Stress Generation, Avoidance Coping, and Depressive Symptoms: A 10-Year Model
Author Holahan, Charles J; Moos, Rudolf H; Holahan, Carole K; Brennan, Penny L; Schutte, Kathleen K Journal of Consulting and Clinical Psychology. Vol 73(4), Aug 2005, pp. 658-666
This study examined (a) the role of avoidance coping in prospectively generating both chronic and acute life stressors and (b) the stress-generating role of avoidance coping as a prospective link to future depressive symptoms. Participants were 1,211 late-middle-aged individuals (500 women and 711 men) assessed 3 times over a 10-year period. As predicted, baseline avoidance coping was prospectively associated with both more chronic and more acute life stressors 4 years later. Furthermore, as predicted, these intervening life stressors linked baseline avoidance coping and depressive symptoms 10 years later, controlling for the influence of initial depressive symptoms.

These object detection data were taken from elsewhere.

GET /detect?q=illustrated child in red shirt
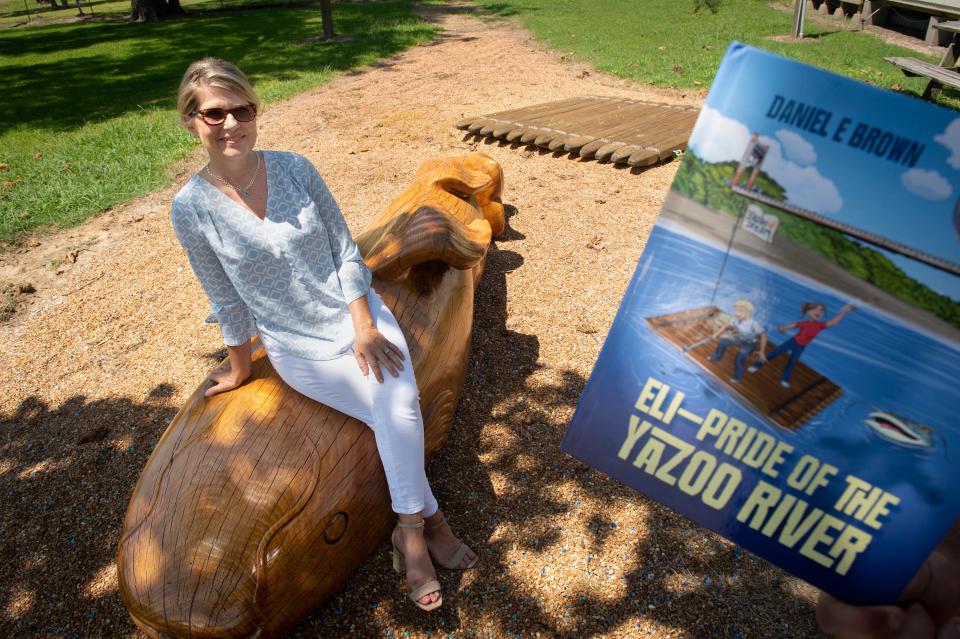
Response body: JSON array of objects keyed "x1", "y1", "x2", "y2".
[{"x1": 747, "y1": 302, "x2": 854, "y2": 388}]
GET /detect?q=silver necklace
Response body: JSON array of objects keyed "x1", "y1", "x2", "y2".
[{"x1": 204, "y1": 152, "x2": 260, "y2": 197}]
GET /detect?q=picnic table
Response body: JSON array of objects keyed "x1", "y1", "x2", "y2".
[{"x1": 884, "y1": 20, "x2": 960, "y2": 99}]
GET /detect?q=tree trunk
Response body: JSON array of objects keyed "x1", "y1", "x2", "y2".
[
  {"x1": 320, "y1": 0, "x2": 333, "y2": 39},
  {"x1": 130, "y1": 0, "x2": 167, "y2": 22}
]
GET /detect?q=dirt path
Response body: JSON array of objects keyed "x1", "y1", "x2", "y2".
[{"x1": 0, "y1": 2, "x2": 815, "y2": 639}]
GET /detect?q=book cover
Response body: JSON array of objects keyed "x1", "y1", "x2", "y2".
[{"x1": 562, "y1": 43, "x2": 960, "y2": 603}]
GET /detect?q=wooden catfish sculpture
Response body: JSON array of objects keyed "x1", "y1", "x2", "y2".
[{"x1": 117, "y1": 153, "x2": 504, "y2": 639}]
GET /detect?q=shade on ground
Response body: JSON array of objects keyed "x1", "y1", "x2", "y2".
[
  {"x1": 647, "y1": 306, "x2": 843, "y2": 430},
  {"x1": 456, "y1": 95, "x2": 699, "y2": 167}
]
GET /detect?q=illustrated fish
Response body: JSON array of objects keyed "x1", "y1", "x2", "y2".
[{"x1": 863, "y1": 411, "x2": 933, "y2": 448}]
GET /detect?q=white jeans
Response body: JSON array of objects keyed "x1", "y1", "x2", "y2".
[{"x1": 267, "y1": 295, "x2": 438, "y2": 517}]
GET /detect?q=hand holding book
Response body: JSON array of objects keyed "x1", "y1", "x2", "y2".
[{"x1": 817, "y1": 519, "x2": 960, "y2": 639}]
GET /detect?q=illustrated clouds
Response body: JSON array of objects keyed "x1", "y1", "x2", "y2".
[
  {"x1": 689, "y1": 106, "x2": 843, "y2": 213},
  {"x1": 900, "y1": 168, "x2": 956, "y2": 200},
  {"x1": 932, "y1": 119, "x2": 960, "y2": 170}
]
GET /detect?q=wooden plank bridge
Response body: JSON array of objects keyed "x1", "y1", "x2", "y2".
[
  {"x1": 456, "y1": 95, "x2": 699, "y2": 167},
  {"x1": 647, "y1": 306, "x2": 843, "y2": 430}
]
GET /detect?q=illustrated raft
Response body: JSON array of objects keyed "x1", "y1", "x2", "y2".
[
  {"x1": 117, "y1": 153, "x2": 504, "y2": 639},
  {"x1": 455, "y1": 95, "x2": 699, "y2": 167},
  {"x1": 647, "y1": 306, "x2": 843, "y2": 430}
]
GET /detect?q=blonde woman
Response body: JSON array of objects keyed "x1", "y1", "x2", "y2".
[{"x1": 172, "y1": 58, "x2": 477, "y2": 610}]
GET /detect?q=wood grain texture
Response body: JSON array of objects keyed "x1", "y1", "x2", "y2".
[{"x1": 117, "y1": 153, "x2": 504, "y2": 639}]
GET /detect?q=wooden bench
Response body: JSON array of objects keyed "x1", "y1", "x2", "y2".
[{"x1": 884, "y1": 57, "x2": 960, "y2": 98}]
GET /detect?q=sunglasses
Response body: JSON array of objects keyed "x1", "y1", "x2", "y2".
[{"x1": 190, "y1": 104, "x2": 257, "y2": 126}]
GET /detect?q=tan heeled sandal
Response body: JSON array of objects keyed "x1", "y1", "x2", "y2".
[
  {"x1": 426, "y1": 512, "x2": 480, "y2": 570},
  {"x1": 390, "y1": 519, "x2": 443, "y2": 612}
]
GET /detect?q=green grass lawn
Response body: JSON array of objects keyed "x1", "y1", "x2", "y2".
[
  {"x1": 0, "y1": 0, "x2": 436, "y2": 243},
  {"x1": 474, "y1": 0, "x2": 960, "y2": 108}
]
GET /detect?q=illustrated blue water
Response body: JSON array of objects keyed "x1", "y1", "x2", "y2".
[{"x1": 564, "y1": 222, "x2": 960, "y2": 602}]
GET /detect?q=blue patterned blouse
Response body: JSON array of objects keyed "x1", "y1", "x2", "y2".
[{"x1": 171, "y1": 151, "x2": 370, "y2": 360}]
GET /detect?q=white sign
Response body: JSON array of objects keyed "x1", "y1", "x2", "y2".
[{"x1": 741, "y1": 204, "x2": 780, "y2": 242}]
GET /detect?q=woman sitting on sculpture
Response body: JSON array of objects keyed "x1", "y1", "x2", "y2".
[{"x1": 172, "y1": 58, "x2": 477, "y2": 610}]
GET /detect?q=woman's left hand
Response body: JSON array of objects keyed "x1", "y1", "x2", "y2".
[{"x1": 353, "y1": 326, "x2": 406, "y2": 383}]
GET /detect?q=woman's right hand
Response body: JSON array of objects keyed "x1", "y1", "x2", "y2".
[{"x1": 203, "y1": 361, "x2": 250, "y2": 397}]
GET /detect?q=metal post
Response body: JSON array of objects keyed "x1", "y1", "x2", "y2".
[{"x1": 793, "y1": 0, "x2": 808, "y2": 38}]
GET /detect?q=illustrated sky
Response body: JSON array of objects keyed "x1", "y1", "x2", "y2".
[{"x1": 689, "y1": 43, "x2": 960, "y2": 300}]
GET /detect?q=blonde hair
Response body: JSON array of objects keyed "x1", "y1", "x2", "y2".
[
  {"x1": 733, "y1": 300, "x2": 753, "y2": 315},
  {"x1": 177, "y1": 58, "x2": 260, "y2": 116}
]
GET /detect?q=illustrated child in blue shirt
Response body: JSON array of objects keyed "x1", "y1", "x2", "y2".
[{"x1": 707, "y1": 300, "x2": 767, "y2": 384}]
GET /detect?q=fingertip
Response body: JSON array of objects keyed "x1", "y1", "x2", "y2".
[{"x1": 937, "y1": 617, "x2": 960, "y2": 639}]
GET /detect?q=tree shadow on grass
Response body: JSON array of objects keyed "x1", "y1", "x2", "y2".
[{"x1": 0, "y1": 384, "x2": 176, "y2": 638}]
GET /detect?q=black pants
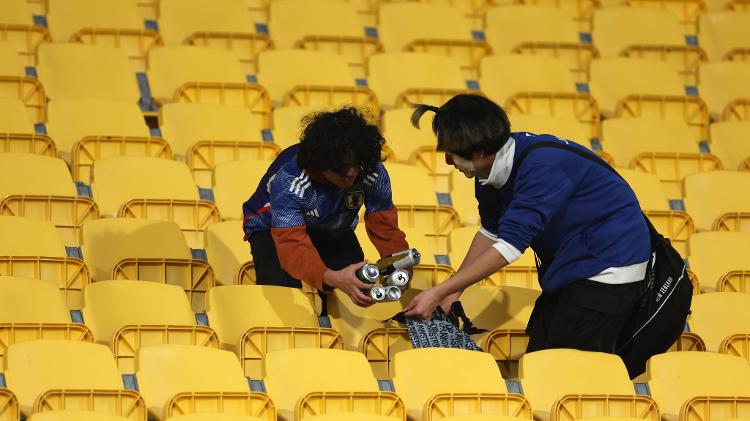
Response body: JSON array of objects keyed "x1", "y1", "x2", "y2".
[
  {"x1": 249, "y1": 230, "x2": 365, "y2": 315},
  {"x1": 526, "y1": 279, "x2": 642, "y2": 354}
]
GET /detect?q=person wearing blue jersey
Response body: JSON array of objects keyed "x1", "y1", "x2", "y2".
[
  {"x1": 405, "y1": 95, "x2": 651, "y2": 353},
  {"x1": 242, "y1": 107, "x2": 408, "y2": 311}
]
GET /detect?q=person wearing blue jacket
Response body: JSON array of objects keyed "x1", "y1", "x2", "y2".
[{"x1": 405, "y1": 95, "x2": 651, "y2": 353}]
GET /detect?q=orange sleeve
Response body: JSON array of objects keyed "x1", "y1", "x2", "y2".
[
  {"x1": 271, "y1": 225, "x2": 328, "y2": 290},
  {"x1": 365, "y1": 206, "x2": 409, "y2": 257}
]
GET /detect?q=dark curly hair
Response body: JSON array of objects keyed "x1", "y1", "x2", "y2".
[{"x1": 297, "y1": 107, "x2": 385, "y2": 172}]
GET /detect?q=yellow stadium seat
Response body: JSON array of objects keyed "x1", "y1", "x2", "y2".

Folks – if I keep avoiding cleaning up the mess which passes for my kitchen, it would seem that I am guaranteed both chronic and acute stress and future depression. In other words, are they are telling me that if I don’t clean my kitchen, next time I try to cook a meal I will be severely stressed and then depressed? I see only one solution. My husband should take me out for all meals, thus alleviating my need to avoid cleaning the kitchen, and halting a major depressive episode into the bargain. I could cope with that.
I wonder if there is a solution for my avoiding doing the ironing?